Certainly we are entering on a seasonality basis, one of the best segments of the year for stocks. Add to that the emergence of Yellen as the lead choice for the Fed Chair, tepid economic growth, close to negative real rates, and you have most of the ingredients for a continued rally into February.


Looking first at the 5day chart, we see an uptrend, but price trading at the top of the range. Resistance is at $181.25. The 10day & 15day charts are unimportant this week. The 3day chart has resistance circa $182.25. I would suggest that the 5day chart will likely come into play. Therefore we can expect a pop in prices to open the week, and a decline from the resistance to support around the $179.oo area.

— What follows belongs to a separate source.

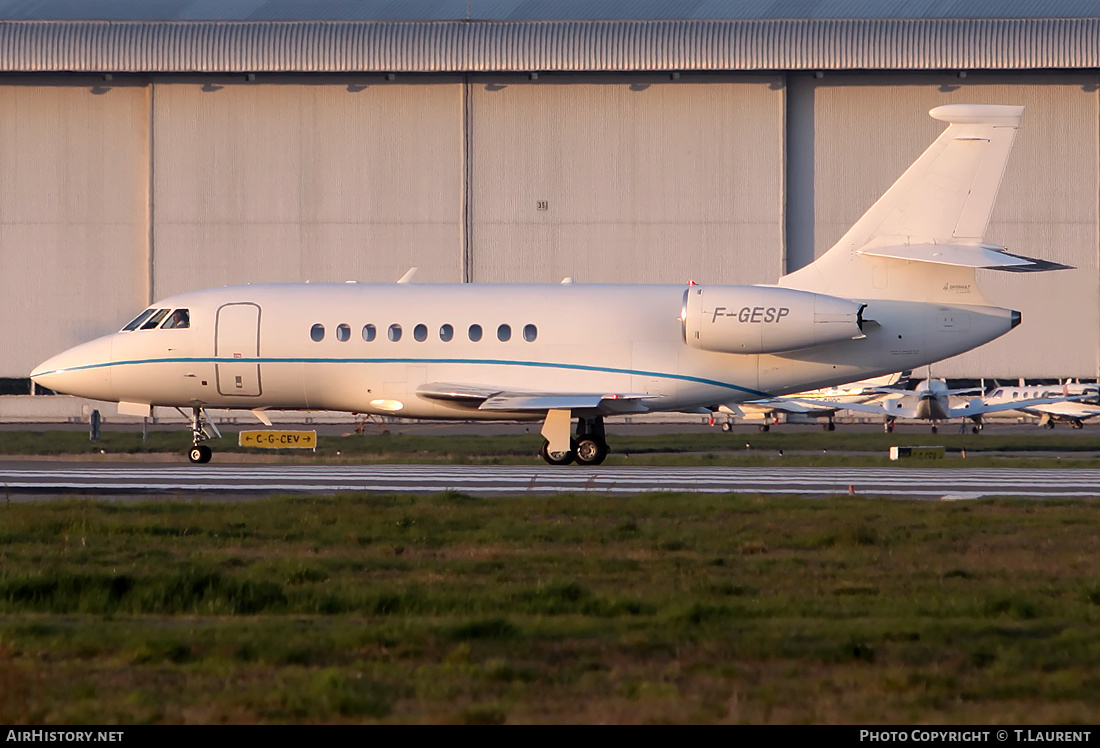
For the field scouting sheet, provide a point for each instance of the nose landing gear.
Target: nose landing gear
(199, 453)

Certainly the market valuation is getting a little rich. If you assume earnings growth remains lack-lustre, then valuations become increasingly rich. This has a number of market analysts calling for a decline. With no other options available, money managers continue to allocate cash to stocks. Hugh Hendry being the latest bear to succumb.

Market Neutral

With a market neutral strategy, any decline should it occur, can still provide significant profits to our positions and therefore the actual direction of the market is only of academic interest. We simply require a trend to develop in any given position to generate profits.